MOX Report on Accurate and Efficient 3D Reconstruction of Right Heart Shape and Motion from Multi-Series Cine-MRI

A new MOX report entitled “Accurate and Efficient 3D Reconstruction of Right Heart Shape and Motion from Multi-Series Cine-MRI” by Renzi, F.; Vergara, C.; Fedele, M.; Giambruno, V.; Quarteroni, A.; Puppini, G.; Luciani, G.B. has appeared in the MOX Report Collection.

The report can be donwloaded at the following link:

https://www.mate.polimi.it/biblioteca/add/qmox/48/2023.pdf

Abstract: The accurate reconstruction of the right heart geometry and motion from time-resolved medical images enhances diagnostic tools based on image visualization as well as the analysis of cardiac blood dynamics through computational methods.

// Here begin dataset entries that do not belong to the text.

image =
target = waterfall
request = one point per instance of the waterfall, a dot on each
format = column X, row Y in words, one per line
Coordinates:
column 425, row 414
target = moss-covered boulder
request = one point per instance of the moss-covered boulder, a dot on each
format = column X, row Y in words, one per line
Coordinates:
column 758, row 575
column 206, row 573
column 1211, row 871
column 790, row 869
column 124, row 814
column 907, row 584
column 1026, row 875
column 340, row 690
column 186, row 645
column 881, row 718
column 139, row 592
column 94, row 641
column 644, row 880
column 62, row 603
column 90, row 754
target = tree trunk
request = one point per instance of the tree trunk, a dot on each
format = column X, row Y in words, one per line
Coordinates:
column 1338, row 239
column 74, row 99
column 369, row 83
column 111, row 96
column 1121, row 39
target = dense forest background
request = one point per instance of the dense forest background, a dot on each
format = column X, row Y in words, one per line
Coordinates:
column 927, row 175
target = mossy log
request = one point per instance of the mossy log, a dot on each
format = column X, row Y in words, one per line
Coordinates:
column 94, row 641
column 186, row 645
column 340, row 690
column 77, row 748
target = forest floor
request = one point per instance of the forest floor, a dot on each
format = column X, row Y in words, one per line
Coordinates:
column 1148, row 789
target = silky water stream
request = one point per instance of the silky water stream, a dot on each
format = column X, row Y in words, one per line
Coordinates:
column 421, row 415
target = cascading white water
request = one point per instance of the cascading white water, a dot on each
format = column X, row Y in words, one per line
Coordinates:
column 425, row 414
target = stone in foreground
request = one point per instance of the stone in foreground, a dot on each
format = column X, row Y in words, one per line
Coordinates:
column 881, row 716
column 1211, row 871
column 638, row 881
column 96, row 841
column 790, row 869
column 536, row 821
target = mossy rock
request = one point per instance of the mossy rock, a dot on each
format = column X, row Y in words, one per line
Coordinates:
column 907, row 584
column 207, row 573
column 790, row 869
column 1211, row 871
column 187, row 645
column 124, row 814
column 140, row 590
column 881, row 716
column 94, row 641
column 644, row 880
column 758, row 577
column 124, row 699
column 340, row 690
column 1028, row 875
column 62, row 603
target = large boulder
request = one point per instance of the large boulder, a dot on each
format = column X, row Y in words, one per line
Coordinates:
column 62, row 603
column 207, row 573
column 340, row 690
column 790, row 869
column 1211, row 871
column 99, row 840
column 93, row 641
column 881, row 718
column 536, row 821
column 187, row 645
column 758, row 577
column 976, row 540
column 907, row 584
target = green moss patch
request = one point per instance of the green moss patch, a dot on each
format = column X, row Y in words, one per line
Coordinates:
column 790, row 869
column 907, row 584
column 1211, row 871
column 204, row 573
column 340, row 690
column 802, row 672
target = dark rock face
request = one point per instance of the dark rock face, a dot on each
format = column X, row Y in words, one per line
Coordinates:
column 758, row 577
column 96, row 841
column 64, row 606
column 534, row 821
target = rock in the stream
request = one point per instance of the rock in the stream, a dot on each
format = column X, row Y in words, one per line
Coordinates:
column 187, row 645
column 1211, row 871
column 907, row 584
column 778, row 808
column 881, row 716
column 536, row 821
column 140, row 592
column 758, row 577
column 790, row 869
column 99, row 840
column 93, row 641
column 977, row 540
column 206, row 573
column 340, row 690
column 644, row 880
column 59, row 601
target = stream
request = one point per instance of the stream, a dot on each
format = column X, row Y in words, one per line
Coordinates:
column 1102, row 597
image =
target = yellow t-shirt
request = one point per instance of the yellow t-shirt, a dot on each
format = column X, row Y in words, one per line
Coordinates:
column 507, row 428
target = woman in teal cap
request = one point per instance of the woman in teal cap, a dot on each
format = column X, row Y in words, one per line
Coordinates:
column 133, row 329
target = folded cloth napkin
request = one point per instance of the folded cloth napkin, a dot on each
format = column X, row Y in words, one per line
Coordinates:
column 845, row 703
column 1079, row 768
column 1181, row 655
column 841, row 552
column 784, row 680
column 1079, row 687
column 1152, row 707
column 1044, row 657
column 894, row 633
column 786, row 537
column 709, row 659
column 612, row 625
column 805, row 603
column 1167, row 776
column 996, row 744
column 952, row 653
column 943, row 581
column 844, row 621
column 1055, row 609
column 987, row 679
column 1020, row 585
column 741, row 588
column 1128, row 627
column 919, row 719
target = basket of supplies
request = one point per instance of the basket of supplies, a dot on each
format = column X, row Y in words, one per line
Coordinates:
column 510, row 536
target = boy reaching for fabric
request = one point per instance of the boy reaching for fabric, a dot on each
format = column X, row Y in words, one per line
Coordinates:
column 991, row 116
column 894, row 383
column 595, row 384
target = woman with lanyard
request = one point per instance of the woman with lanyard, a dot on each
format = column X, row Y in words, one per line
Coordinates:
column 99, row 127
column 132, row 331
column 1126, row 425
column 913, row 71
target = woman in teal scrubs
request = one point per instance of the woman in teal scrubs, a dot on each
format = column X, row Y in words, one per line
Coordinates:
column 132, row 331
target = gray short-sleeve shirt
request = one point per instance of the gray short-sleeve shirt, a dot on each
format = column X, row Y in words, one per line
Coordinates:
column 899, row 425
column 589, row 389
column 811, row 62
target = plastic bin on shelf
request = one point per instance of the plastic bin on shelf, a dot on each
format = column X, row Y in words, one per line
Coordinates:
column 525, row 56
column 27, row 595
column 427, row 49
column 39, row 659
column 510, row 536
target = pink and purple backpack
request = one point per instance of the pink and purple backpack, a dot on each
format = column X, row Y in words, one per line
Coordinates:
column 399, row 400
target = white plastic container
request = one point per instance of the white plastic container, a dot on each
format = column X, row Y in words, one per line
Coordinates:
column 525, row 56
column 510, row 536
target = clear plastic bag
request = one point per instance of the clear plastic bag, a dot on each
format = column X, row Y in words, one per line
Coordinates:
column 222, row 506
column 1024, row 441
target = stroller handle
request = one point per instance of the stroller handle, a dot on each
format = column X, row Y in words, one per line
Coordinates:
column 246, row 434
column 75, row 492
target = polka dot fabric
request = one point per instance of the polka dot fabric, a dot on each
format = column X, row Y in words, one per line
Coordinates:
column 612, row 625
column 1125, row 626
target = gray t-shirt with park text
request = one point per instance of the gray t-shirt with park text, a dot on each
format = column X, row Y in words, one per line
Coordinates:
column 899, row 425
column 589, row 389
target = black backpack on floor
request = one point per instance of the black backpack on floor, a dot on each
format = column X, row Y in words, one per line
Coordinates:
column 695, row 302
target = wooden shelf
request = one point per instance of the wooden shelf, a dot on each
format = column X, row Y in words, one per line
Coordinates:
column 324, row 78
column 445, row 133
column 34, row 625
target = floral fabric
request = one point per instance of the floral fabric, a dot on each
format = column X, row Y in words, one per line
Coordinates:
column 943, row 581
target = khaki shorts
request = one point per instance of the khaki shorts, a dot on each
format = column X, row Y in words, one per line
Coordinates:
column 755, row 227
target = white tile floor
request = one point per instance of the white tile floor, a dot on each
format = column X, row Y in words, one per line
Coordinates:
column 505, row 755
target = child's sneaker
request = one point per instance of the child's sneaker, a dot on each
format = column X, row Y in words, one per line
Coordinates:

Due to the peculiarity of the right heart morphology and motion, commonly used segmentation and/or reconstruction techniques, which only employ Short-Axis cine-MRI, lack accuracy in relevant regions of the right heart, like the ventricular base and the outflow tract. Moreover, the reconstruction procedure is time-consuming and, in the case of the generation of computational domains, requires a lot of manual intervention. This paper presents a new method for the accurate and efficient reconstruction of the right heart geometry and motion from time-resolved MRI. In particular, the proposed method makes use of surface morphing to merge information coming from multi-series cine-MRI (such as Short/Long-Axis and 2/3/4 Chambers acquisitions) and to reconstruct important cardiac features. It also automatically provides the complete cardiac contraction and relaxation motion by exploiting a suitable image registration technique. The method is applied both to a healthy and a pathological (tetralogy of Fallot) case, and yelds more accurate results than standard procedures. The proposed method is also employed to provide significant input for computational fluid dynamics. The corresponding numerical results demonstrate the reliability of our approach in the computation of clinically relevant blood dynamics quantities.